La gueule de bois est terrible. Auréolée de l'Or olympique en relais mercredi, Camille Bened a vu son rêve de participer à la mass start se briser net.
Le staff de l'équipe de France a finalement décidé de lui préférer Justine Braisaz-Bouchet pour le quatrième et dernier dossard tricolore.
Une décision vécue comme un véritable coup de massue par la biathlète Haut Savoyarde , qui n'a même pas eu la force de se présenter à l'entraînement ce vendredi matin.
Une fracture émotionnelle
Conscient de la violence de la situation, l'entraîneur des Bleues, Cyril Burdet, n'a pas cherché à masquer la détresse de son athlète.
« Là, c'est très compliqué de mettre Camille en statut de remplaçante...
Elle n'est pas venue à l'entrainement car elle avait besoin de couper car il y avait évidemment beaucoup de déception et d'amertume dans le fait de ne pas courir. »
Le pari assumé de la fraîcheur et du passé
Si la douleur de Bened est immense, Burdet assume un choix purement stratégique.
Le pari Braisaz-Bouchet, tenante du titre, est un risque calculé pour tenter un coup de poker sur cette ultime course des Jeux.
« Ce sont des choix positifs aussi. On fait le choix de Justine, on sait ce qu'elle a fait par le passé sur ce format-là, dans ce contexte-là », se justifie le coach.
« C'est une opportunité pour elle de terminer ses Jeux sur une bonne note.

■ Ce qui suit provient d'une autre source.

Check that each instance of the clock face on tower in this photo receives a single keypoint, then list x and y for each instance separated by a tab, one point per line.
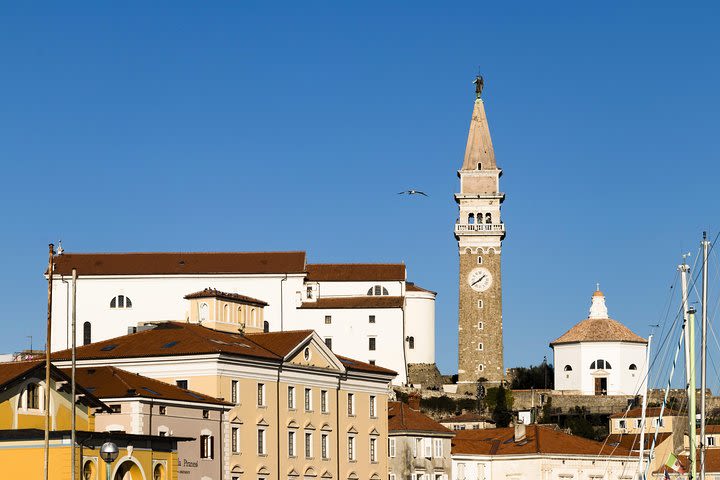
480	279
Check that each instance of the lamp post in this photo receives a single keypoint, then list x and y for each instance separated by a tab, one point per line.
108	452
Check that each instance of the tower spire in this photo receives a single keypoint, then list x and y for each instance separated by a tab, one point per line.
479	153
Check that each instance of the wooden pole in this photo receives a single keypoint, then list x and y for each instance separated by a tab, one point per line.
47	364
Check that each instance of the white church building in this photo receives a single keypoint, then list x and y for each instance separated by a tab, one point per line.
600	356
365	311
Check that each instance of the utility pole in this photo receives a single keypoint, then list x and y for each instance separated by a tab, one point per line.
703	358
47	365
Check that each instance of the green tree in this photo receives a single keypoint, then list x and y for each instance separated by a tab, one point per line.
501	413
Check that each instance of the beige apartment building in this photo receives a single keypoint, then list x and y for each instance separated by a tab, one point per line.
299	411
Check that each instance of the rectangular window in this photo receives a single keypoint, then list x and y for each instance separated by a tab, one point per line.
325	446
291	398
308	400
261	442
261	394
206	446
235	392
291	444
308	445
351	448
324	408
351	404
235	438
438	448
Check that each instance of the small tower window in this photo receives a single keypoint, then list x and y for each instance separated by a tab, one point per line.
121	301
87	333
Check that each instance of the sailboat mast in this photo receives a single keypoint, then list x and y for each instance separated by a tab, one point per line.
703	357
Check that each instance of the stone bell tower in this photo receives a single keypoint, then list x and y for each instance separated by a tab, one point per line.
479	232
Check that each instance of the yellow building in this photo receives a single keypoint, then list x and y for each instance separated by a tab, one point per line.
300	411
22	420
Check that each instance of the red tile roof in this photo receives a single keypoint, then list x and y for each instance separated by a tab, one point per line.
178	263
402	418
649	412
368	301
212	293
181	338
111	382
599	330
358	272
538	440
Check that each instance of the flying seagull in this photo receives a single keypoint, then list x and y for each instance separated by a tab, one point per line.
413	192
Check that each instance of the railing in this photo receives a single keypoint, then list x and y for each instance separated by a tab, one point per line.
480	227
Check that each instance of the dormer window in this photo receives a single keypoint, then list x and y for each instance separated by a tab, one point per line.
121	301
378	290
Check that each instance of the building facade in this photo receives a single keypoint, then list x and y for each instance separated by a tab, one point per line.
479	232
600	356
418	446
364	311
299	410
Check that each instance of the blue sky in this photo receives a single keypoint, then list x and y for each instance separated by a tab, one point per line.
255	126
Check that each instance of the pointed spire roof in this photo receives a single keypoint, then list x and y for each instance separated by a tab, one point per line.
479	148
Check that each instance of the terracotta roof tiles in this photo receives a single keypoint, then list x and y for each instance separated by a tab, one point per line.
599	330
355	272
402	418
178	263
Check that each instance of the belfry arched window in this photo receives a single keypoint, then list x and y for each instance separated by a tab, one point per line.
378	290
87	333
121	301
600	365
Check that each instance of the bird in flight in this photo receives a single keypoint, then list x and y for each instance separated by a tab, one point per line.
413	192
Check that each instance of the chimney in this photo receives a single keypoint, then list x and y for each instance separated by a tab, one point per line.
519	434
414	401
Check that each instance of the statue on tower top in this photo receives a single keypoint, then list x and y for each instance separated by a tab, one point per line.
479	83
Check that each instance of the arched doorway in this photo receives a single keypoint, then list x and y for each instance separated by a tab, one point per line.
128	470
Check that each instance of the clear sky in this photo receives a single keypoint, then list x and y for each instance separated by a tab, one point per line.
258	126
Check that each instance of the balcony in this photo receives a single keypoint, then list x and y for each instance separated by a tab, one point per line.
480	229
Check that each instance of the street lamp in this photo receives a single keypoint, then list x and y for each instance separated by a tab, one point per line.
108	452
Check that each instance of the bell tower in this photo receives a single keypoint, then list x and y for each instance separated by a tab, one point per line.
479	231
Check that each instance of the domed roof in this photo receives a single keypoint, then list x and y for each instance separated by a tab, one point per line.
599	330
599	327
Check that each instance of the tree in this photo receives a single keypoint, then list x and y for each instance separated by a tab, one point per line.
501	413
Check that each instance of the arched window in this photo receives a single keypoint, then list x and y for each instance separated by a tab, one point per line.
121	301
87	333
32	394
600	365
378	290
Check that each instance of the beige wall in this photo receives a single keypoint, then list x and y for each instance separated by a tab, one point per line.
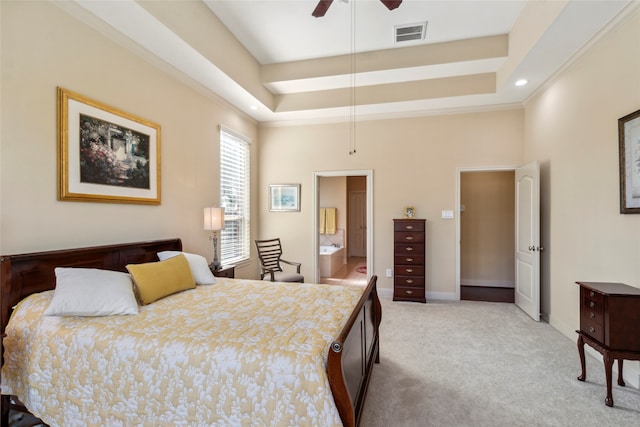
487	229
414	163
571	127
42	48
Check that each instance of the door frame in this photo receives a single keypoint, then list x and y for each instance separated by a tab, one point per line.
368	173
459	172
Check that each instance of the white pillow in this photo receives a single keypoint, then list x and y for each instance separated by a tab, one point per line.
92	292
198	264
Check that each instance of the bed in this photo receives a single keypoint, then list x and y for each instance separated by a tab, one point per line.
327	387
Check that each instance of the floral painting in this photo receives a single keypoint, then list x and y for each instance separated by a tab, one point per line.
112	154
105	154
629	150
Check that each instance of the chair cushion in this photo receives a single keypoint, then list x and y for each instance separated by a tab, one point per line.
285	276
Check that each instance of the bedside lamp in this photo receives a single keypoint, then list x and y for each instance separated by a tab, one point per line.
214	221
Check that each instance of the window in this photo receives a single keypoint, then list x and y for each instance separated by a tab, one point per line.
235	244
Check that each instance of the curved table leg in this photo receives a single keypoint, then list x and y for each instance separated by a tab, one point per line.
583	376
608	365
620	378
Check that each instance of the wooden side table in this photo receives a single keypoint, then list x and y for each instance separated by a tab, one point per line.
609	315
228	271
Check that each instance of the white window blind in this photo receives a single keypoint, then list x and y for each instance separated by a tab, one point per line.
235	243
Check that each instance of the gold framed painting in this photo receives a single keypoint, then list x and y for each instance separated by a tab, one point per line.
629	153
105	154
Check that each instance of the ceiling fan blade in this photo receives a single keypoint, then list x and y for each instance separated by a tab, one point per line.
321	8
391	4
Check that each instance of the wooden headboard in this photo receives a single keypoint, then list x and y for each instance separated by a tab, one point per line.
25	274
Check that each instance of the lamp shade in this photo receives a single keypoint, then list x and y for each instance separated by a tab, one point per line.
213	219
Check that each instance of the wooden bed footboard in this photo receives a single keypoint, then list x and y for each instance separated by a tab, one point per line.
350	359
352	355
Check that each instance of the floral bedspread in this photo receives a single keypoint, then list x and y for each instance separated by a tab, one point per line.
237	353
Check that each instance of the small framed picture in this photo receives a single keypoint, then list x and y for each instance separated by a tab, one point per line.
409	212
284	197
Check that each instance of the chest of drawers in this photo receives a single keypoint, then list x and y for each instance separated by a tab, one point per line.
609	318
409	260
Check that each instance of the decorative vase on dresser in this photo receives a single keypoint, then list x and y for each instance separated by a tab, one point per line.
409	260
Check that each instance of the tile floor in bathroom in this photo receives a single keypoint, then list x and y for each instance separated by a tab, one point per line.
348	274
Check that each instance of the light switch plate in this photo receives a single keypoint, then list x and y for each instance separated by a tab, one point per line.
447	214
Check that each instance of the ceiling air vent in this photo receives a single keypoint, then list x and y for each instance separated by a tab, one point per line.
404	33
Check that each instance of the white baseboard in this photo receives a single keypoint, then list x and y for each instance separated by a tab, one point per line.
437	296
441	296
488	283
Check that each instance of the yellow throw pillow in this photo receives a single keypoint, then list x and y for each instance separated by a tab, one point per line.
155	280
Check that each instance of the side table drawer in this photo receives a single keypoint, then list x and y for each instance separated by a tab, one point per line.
409	270
409	249
409	260
591	328
409	281
409	237
403	293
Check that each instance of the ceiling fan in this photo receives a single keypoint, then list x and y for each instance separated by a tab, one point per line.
323	6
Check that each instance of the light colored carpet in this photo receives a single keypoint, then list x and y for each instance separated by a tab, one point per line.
485	364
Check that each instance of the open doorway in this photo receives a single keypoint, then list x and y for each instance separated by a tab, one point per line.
343	215
487	235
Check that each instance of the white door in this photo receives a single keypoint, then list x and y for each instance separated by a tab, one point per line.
357	226
527	292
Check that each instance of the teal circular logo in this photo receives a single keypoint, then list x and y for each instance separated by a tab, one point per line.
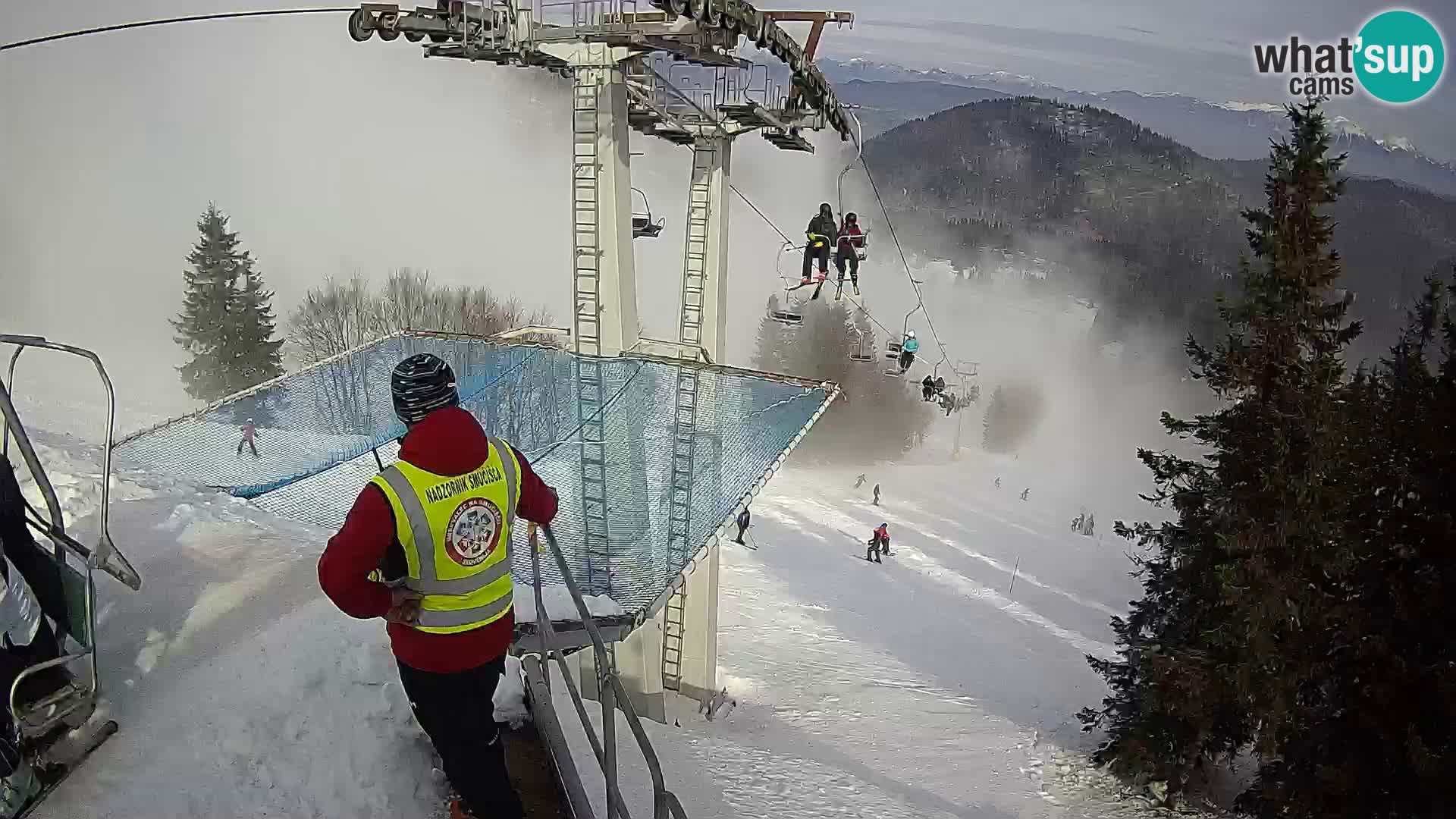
1401	57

On aura une fille au départ qui aura un peu moins couru que les autres cette semaine. J'espère que ça fera la différence sur la piste. »
De mémoire, le fait de voir une championne olympique de relais non sélectionné pour une mass-start ressemble à une première, c'est dire la force de cette équipe de France.
Mais évidemment ces problèmes de riche sont durs à encaisser pour les athlètes, un certain Johannes Dale en sait quelque chose.
Camille Bened paie au prix fort le niveau stratosphérique du biathlon français. Dans n'importe quelle autre nation au monde, la 6e de l'individuel et championne olympique du relais aurait sa place indiscutable en Mass Start. Aujourd'hui, elle pleure de frustration. C'est le revers de la médaille d'une "Dream Team".